第39話 祝勝会にて


「いやぁ、私は見直したよフェン殿。最初、職センで雑魚男に絡まれていたキミを見たときは、可愛いぬいぐるみが好きな、ただの少年なのかと思ったのだが……」


 巨大な木製ジョッキに注がれたエールを飲み干しながら、『銀翼の天使団』の団長ミレイユさんは大笑いを上げていた。相変わらず大酒飲みである上に、肌の露出の多いシャツや短パンを着ているので目のやり場に困ってしまう。


 膝の上に乗せているマリィが鋭い爪で俺の太ももを刺そうとするので、俺は慌てて目を逸らす。




 ちなみにパルティア襲撃が起きてから、すでに三日が経っている。


 ある程度の復旧工事も終わり、そして無事にアンジェが解放されることが決定された。


 それらのことで俺たちは、打ち上げを兼ねて、前回も訪れた『銀翼の天使団』行きつけの酒場へとやって来ていた。



 この場に集まったメンバーは俺とマリィ。そして『銀翼の天使団』のメンバーと職センでお世話になっているモモ&グリン姉妹。そして教会騎士団の団長をしているエルフリーダさんと副団長のジェイソンさんだ。

 本当はハピーさんも呼びたかったのだが、彼に関してはさすがに固辞されてしまった。



 ……というより、胸を刺されたことによる負担が大きかったらしい。怪我そのものはキチンと修復されたそうなのだが。



 ルミナ様いわく、


《本来ならば我々神たちは神域の外に対して、大きな力を及ぼすことが禁じられているのです。それに反し、ハピーという仮にも外部の人間に手を出してしまったことで、ラキィの体には大きな負荷がかかってしまったようです》


  ということらしかった。



 その影響でハピーさんそのものを動かすことすら難しくなってしまったらしく、あの会議の場に連れてきただけで相当な無茶をしてしまったようだ。



《そもそも、私の上司……上神の一部が中々にお怒りでして。魔人の脅威について未だに理解しようとしない楽観的な神もいるのですよ。フェンさんが神域で会ったあの方はまだマシなのですが……》

「(そうだったんですか……)」


 どうやら今回はかなり危うい橋を渡っていたらしい。まぁそのおかげで、アンジェを救うことができたわけで、ラキィ様には感謝しかない。


 そんなこともあり、とりあえずの魔法使いマジックユーザーを仲間に入れるという目標を達成することができた。



「じー……っ」


 達成感に浸っていると、隣の席にいた教会騎士団団長のエルフリーダさんが俺のことを見つめていた。



「……な、なんでしょうか? エルフリーダさん」

「いやなんでもありませんよ? ただ、素晴らしい御方だなと思いまして」


 そう言ってにこりと笑うエルフリーダさん。彼女は現在教会から支給された修道服(特殊性能付き)を着ており、体のラインが分かるぴっちりとした白いインナーにミニスカートといった出で立ちだった。そのため普段よりも彼女の胸が強調されており、ついそちらに目が行ってしまいそうになる。


 透き通るような白い肌に、サファイアのような青い瞳。肩まで伸びた銀髪はまるで絹のように滑らかで、触り心地がいい。



 すぐに抱擁をしたがるジェイソンさんも中々に濃い性格の人物だったが、この人も相当だと思う。


 というか――



「あの、さっきから何を見ているんですか?」


 先ほどからずっと俺ではなく、膝の上のマリィのことを見ていたのだ。それに気づいて問いかけると、副団長のジェイソンさんは少しバツが悪そうに口を開いた。
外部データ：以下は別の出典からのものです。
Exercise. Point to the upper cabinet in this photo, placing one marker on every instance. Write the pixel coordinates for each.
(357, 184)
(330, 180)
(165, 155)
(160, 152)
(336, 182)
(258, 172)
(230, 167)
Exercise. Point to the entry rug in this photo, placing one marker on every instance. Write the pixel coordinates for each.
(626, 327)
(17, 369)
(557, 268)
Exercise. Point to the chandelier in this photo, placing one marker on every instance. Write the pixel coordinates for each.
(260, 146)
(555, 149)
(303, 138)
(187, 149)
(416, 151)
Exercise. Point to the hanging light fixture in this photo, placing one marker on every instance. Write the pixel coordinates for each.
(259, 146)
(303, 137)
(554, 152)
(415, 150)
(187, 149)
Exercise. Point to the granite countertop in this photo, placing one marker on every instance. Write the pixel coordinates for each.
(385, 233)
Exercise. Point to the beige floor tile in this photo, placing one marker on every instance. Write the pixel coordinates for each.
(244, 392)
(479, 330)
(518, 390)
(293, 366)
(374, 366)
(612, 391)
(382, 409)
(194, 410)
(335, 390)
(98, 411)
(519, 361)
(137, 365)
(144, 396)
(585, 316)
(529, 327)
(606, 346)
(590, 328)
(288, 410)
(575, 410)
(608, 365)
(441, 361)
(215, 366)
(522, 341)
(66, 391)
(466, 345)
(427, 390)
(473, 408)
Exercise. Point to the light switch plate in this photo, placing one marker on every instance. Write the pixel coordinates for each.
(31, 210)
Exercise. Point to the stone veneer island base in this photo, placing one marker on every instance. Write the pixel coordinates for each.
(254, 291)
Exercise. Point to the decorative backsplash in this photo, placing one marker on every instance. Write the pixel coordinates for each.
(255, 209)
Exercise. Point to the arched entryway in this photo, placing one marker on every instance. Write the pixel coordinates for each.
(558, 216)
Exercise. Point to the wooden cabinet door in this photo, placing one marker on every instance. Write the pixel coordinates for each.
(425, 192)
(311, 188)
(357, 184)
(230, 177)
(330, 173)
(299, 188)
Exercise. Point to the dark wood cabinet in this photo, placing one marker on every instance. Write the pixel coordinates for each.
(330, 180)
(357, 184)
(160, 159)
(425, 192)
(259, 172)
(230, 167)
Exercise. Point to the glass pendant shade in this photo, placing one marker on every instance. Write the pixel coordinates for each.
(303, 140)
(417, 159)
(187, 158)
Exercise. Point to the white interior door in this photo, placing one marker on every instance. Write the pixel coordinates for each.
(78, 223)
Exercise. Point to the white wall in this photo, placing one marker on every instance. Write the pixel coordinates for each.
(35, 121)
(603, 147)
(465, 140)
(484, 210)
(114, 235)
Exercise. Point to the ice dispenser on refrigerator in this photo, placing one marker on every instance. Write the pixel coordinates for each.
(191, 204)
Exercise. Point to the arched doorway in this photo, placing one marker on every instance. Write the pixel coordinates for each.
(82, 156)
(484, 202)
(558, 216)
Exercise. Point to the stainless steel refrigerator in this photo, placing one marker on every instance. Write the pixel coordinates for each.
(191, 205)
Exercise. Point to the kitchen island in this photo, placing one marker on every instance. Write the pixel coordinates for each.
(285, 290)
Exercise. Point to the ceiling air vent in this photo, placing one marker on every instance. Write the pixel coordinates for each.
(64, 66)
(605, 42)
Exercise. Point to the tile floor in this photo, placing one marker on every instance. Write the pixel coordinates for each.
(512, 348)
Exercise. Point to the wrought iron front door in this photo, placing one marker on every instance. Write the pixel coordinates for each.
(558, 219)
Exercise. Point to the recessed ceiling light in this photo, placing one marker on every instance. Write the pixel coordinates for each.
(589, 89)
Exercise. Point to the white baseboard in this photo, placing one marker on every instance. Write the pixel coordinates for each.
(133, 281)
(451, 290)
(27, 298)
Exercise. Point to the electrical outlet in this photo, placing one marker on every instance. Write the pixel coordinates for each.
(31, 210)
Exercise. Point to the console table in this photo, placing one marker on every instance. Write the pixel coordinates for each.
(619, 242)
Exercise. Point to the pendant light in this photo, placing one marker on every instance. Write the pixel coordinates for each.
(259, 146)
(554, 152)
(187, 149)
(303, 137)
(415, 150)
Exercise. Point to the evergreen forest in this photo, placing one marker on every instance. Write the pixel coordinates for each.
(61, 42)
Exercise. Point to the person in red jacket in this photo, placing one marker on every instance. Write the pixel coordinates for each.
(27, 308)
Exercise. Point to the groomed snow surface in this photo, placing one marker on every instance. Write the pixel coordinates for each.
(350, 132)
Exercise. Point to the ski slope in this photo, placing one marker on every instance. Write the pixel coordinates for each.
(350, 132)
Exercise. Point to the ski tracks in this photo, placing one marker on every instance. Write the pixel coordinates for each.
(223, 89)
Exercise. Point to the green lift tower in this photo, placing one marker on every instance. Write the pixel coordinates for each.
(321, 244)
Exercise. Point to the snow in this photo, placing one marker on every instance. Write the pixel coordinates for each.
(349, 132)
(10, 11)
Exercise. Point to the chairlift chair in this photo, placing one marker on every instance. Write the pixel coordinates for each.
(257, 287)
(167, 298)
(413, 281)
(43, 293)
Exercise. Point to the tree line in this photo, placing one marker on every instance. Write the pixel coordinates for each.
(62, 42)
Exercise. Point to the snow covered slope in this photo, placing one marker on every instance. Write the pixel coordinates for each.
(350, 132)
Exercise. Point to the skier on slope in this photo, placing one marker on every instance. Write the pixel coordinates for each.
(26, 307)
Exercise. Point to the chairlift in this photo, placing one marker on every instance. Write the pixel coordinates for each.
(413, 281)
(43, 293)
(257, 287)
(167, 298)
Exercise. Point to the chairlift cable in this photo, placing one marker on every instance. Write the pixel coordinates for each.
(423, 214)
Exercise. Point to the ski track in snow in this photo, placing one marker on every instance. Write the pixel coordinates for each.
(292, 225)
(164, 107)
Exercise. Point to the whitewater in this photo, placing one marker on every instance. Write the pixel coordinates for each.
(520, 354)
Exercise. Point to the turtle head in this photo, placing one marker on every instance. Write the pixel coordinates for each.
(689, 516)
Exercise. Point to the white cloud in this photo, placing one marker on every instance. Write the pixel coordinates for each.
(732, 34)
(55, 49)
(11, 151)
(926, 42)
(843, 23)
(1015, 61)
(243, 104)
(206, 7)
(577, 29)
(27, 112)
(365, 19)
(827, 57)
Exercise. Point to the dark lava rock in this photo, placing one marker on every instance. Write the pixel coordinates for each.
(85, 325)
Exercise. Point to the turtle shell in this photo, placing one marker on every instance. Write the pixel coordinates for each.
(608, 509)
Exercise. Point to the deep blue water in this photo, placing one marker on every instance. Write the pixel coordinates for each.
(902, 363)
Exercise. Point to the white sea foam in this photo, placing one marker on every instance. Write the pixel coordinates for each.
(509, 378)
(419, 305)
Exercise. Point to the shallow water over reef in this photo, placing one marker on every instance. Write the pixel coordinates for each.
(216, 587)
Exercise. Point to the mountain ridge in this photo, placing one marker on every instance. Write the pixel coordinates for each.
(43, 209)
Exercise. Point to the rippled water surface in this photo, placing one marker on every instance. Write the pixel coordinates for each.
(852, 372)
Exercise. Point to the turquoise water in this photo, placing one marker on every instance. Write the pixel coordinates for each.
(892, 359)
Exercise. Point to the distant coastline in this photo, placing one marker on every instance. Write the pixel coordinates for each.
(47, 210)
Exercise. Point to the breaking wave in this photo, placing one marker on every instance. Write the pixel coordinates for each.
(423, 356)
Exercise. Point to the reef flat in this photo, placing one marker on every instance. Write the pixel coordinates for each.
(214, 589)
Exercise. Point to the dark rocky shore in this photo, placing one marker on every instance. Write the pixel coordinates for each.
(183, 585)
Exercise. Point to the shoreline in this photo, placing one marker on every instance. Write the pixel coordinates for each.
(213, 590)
「……すまないな。実は彼女は無類の可愛いもの好きでな。特に犬や猫といった獣人に近いものにたいして、滅法に弱いんだ」


 それはまたなんというか……意外すぎる弱点だ。


 いやでもそういえば、初めて会ったときもマリィを見て興奮していたような気がしないでもないな。


 まさか本当にそういう趣味があったとは……教会騎士団の団長というお堅そうな人なのだが、見かけにはよらないものだ。



 ちなみに今現在の会話中も、彼はずっとマリィのことをチラチラ見ていた。本人は隠しているつもりかもしれないがバレバレである。


 そして当のマリィはと言うと、俺の足の上で美味しそうにキラーバードのローストチキンを食べていた。



 火を吹くキラーバードのジューシーな肉を、ローズマリーやガーリックなどのハーブで味付けしてローストした一品。独特の風味があり、赤ワインと一緒に食べると最高の一品だ。



「なぁマリィ。それ美味しいのか……?」


 そう尋ねると、マリィはこちらを向いてにっこりと笑った。どうやらお腹がまだまだいっぱいにならないのか、ご機嫌のようだ。そんな様子を見ていると、思わず笑みがこぼれてしまう。


 人形の身でありながら、美味しそうにフォークを使って会話には混ざらずモグモグと食べている。


 その様子をエルフリーダさんは頬を染めながらじっと見つめていた。



「――あぁもう、食べちゃいたいです……」


 ぽつりと呟いた言葉に、俺たちは揃ってギョッとする。見ればエルフリーダさんの瞳はまるで獲物を狙う肉食獣のようにギラギラとしていた。



「(もしかしてこの人は、とんでもない変態なのでは……?)」


 そんな疑念を抱いた瞬間、酒場の入り口から見知った顔が現れた。